The Union County Commissioners are leasing their farm ground.
The county recently accepted a bid from Darrison Cook to farm 72 acres of county ground. County officials said the county owns 66 acres on County Home Road and “the rest is spread out on some other areas,” said County Administrator Tim Hansley.
Cook will pay $185 per acre to farm the land. The bid was more than $40 above the only other bidder, Lee Farms.
Hansley said that county officials worked closely with the Ohio State University Ag Extension Office to create a set of best practices form managing the land. He said the county has set parameters for what chemicals may be applied to the land and how they need to be applied.
“This is the first time we are having any standards,” Hansley said.
He added, “We spent some time working on this so people aren’t just taking advantage and stripping the land.”
He said the fine details of the contract are still being worked out. He said the day bids were opened, the county engineer said he needed more space for storage. He said that will likely change the acreage available to be farm.
Hall said Cook’s contract is three years with an option for an additional two.
Hansley said that in the past the arrangements to farm the land were, “very informal.”
“It goes back to the Max Robinson era, and maybe even before that,” Commissioner Charles Hall said.
Hall said that group of commissioners asked Gary Lee, of Lee Farms, to tend the ground. He explained the county paid for seed and fertilizer and reimbursed the farmer for costs. The county also paid the farmer to farmer the land.
“All the income went to the county,” Hall explained.
When Gary Lee became a commissioner, the county asked Dean Cook to take over the farming of the county ground. How was Cook selected?
According to information from the Union County Commissioner’s Office, over the last five years, the county paid Cook an average of $16,904.53 to cover his fees as well as the actual costs of farming the land — seed, fertilizer, equipment use, etc. Officials said Cook was paid using contract rates established by agriculture officials, though no one could give the actual amount.
According to information from the Union County Commissioner’s Office, for the last four years, the county averaged $20,769.47 in profit after the bills were paid.

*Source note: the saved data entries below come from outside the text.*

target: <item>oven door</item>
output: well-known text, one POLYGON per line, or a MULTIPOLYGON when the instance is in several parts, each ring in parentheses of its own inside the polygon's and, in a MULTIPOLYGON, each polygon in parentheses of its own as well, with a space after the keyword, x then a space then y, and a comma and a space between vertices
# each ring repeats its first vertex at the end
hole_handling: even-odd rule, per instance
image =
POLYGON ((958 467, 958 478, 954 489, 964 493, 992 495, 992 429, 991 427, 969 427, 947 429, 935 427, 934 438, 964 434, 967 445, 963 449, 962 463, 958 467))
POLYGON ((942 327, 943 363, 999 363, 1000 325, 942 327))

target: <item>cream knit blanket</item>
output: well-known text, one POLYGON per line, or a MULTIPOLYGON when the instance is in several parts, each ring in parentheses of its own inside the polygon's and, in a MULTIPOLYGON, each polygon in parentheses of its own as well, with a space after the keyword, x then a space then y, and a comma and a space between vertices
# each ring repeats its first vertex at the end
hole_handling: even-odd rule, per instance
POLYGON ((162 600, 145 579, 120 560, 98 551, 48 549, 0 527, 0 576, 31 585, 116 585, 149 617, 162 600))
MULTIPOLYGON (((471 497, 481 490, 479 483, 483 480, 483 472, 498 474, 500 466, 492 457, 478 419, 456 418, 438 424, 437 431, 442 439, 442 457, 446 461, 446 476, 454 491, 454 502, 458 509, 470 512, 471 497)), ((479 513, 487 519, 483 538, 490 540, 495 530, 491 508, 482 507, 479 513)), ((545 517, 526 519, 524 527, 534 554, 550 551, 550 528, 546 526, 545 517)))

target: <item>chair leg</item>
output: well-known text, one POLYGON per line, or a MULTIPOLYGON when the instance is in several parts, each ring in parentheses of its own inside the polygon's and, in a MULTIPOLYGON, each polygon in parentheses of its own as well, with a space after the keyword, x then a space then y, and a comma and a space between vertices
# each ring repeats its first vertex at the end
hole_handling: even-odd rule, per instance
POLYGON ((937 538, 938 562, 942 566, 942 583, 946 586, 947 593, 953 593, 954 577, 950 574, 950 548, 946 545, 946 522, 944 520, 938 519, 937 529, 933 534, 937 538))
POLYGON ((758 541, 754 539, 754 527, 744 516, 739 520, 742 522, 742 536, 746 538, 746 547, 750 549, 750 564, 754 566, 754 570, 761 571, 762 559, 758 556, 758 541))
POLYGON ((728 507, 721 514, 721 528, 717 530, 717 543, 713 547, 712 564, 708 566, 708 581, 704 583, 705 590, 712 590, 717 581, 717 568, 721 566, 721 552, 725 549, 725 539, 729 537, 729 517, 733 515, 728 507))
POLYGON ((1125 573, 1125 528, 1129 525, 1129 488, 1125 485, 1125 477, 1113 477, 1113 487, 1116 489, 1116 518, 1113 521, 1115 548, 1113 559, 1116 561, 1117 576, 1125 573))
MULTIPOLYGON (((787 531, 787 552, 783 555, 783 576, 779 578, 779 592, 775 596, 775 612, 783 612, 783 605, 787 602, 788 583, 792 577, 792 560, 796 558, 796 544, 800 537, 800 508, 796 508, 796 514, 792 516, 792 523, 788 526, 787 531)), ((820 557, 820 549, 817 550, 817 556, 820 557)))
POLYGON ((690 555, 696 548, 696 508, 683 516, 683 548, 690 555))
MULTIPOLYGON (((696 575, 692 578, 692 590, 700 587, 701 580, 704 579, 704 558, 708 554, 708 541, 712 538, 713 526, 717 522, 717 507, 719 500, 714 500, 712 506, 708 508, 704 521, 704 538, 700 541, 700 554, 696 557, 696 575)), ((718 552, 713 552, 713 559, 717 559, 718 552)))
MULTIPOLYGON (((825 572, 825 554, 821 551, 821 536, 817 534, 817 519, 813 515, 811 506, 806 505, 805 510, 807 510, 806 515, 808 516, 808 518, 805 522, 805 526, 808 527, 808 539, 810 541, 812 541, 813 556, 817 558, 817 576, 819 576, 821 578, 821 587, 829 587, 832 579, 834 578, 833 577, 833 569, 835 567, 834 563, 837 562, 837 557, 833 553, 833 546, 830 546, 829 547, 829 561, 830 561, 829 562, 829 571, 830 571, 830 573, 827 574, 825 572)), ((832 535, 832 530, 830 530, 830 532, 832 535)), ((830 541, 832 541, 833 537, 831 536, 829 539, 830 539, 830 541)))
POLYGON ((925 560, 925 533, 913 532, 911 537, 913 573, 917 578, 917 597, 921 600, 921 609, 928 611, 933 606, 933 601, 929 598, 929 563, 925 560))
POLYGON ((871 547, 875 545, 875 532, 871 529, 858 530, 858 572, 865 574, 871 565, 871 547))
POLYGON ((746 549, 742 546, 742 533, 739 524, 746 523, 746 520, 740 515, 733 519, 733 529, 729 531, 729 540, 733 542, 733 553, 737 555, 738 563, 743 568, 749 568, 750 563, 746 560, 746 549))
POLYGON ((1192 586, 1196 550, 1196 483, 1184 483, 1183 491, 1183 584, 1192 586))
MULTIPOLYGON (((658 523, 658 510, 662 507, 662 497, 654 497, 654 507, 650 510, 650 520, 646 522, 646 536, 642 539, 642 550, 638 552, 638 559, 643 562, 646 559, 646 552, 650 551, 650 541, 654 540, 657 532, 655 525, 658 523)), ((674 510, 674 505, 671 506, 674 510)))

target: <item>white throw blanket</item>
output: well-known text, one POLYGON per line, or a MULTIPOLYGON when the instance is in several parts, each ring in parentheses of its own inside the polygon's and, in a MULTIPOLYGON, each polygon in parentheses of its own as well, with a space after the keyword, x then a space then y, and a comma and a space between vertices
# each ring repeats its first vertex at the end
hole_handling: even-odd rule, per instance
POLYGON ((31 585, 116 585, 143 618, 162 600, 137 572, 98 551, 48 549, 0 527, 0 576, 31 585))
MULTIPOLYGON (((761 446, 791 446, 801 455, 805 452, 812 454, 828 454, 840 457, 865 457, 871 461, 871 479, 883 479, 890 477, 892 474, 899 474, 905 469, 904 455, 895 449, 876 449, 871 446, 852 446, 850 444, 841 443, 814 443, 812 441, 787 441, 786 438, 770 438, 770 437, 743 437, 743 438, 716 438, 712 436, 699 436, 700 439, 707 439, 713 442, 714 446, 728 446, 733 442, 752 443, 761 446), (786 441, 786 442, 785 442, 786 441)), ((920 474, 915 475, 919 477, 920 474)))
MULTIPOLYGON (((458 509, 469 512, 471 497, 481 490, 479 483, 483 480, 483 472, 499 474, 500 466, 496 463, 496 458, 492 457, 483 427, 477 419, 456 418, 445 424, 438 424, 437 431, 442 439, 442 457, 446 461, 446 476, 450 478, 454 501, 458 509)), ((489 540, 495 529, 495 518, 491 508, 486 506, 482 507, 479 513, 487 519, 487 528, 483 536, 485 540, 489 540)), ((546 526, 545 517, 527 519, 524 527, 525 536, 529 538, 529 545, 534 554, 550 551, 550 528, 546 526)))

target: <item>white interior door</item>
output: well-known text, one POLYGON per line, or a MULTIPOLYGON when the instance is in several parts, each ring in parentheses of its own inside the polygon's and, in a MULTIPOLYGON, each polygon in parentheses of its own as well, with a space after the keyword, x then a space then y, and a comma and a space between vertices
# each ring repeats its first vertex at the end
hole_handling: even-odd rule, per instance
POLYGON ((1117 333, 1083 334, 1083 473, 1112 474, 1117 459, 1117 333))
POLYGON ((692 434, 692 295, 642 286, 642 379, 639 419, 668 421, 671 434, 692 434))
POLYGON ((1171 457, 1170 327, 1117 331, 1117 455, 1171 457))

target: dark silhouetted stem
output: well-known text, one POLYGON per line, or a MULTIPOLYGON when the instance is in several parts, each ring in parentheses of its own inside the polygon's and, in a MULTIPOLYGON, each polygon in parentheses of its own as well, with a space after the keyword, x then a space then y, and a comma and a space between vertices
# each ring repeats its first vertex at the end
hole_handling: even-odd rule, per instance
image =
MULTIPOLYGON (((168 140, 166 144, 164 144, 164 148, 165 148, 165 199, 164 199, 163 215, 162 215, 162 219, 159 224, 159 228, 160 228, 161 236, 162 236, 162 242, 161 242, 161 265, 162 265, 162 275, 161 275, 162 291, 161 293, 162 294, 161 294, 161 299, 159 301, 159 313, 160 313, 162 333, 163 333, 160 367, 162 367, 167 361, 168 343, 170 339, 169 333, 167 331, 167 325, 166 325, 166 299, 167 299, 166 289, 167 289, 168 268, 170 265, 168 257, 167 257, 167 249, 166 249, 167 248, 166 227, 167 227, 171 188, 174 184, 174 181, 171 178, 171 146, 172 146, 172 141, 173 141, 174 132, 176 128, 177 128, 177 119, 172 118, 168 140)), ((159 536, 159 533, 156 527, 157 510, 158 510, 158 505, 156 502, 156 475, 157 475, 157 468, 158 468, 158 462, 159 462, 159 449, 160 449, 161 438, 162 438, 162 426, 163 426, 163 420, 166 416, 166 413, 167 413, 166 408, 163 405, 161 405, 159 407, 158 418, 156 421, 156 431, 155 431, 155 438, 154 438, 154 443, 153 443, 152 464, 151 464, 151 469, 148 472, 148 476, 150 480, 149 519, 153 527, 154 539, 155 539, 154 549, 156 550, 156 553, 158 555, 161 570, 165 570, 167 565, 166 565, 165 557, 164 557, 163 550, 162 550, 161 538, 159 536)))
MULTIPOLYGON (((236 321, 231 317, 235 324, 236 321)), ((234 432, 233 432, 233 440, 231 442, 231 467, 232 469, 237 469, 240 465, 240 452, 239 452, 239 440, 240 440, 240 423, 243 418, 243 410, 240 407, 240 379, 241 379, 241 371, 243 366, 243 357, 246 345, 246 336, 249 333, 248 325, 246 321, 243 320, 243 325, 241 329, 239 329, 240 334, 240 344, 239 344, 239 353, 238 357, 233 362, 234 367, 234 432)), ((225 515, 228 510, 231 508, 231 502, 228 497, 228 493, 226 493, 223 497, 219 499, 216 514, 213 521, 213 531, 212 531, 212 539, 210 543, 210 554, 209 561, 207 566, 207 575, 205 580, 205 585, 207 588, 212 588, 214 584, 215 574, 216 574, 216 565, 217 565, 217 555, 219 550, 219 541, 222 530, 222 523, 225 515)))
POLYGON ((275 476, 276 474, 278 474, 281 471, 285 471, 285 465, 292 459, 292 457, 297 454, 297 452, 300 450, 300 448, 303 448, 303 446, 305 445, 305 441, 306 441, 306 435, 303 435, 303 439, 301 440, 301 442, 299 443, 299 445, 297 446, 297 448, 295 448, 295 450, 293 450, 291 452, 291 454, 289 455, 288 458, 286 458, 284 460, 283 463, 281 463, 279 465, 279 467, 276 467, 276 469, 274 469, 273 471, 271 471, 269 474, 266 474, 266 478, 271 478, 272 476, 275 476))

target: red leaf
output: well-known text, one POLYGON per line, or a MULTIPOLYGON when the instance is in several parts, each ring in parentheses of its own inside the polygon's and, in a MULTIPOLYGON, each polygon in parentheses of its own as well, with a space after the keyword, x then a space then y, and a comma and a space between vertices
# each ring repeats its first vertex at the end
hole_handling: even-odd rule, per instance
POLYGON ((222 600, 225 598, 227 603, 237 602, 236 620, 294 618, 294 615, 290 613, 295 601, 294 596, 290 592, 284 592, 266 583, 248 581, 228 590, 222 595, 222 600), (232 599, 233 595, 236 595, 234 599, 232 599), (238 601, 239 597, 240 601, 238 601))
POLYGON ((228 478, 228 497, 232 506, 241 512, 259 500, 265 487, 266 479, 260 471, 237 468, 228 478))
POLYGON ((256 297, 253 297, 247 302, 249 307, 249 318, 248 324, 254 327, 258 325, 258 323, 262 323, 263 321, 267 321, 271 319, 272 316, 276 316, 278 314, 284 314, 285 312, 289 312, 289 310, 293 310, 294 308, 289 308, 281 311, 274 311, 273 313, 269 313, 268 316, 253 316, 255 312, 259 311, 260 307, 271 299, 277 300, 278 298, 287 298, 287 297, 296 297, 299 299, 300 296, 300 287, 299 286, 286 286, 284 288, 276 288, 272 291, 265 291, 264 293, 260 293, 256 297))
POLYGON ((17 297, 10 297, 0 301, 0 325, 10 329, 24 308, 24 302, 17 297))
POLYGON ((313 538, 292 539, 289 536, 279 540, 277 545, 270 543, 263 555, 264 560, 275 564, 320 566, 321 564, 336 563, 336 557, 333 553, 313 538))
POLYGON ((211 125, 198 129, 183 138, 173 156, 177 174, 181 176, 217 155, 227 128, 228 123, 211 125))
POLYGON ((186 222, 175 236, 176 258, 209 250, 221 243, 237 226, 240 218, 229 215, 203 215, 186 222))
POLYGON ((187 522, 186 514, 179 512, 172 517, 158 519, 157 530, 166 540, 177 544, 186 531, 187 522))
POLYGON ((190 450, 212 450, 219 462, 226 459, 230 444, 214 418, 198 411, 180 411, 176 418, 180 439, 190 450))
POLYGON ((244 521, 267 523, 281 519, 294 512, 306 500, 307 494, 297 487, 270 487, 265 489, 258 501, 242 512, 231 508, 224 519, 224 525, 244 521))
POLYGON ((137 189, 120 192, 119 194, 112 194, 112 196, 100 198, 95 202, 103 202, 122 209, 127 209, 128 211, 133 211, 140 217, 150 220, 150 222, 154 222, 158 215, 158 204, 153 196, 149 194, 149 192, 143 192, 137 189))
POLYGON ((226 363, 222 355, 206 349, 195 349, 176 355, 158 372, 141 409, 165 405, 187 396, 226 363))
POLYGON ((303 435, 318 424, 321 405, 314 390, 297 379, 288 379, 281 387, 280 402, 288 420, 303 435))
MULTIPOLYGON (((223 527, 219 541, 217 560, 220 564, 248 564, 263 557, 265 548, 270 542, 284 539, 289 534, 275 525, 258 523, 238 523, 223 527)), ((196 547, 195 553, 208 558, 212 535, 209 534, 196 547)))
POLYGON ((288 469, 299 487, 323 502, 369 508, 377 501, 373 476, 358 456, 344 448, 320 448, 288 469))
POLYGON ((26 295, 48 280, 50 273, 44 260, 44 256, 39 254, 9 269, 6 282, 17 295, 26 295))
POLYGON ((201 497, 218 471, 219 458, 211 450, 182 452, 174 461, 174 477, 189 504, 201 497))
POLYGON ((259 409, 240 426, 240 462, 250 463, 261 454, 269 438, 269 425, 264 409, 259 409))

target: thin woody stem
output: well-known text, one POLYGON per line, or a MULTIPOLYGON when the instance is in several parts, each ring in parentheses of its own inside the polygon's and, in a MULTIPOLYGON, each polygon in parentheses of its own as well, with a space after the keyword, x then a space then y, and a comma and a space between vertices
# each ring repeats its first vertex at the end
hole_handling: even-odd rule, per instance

Hansley said he is “a little disappointed in the bids. Based on the averages, the county will actually lose almost $7,500 a year by leasing the land.
“I was hoping we would have more than just two bidders,” Hansley said.
Regardless of how the arrangements were handled in the past, Hansley said bidding the farming options is the right way to do it.
“We are finally becoming one of the big boys and want to do things the right way,” Hansley said.
He added, “It was never about the money, but it is nice to get some revenue off it. In a county struggling for revenue, every little bit helps, but mostly, we just wanted to keep it from going to weeds.”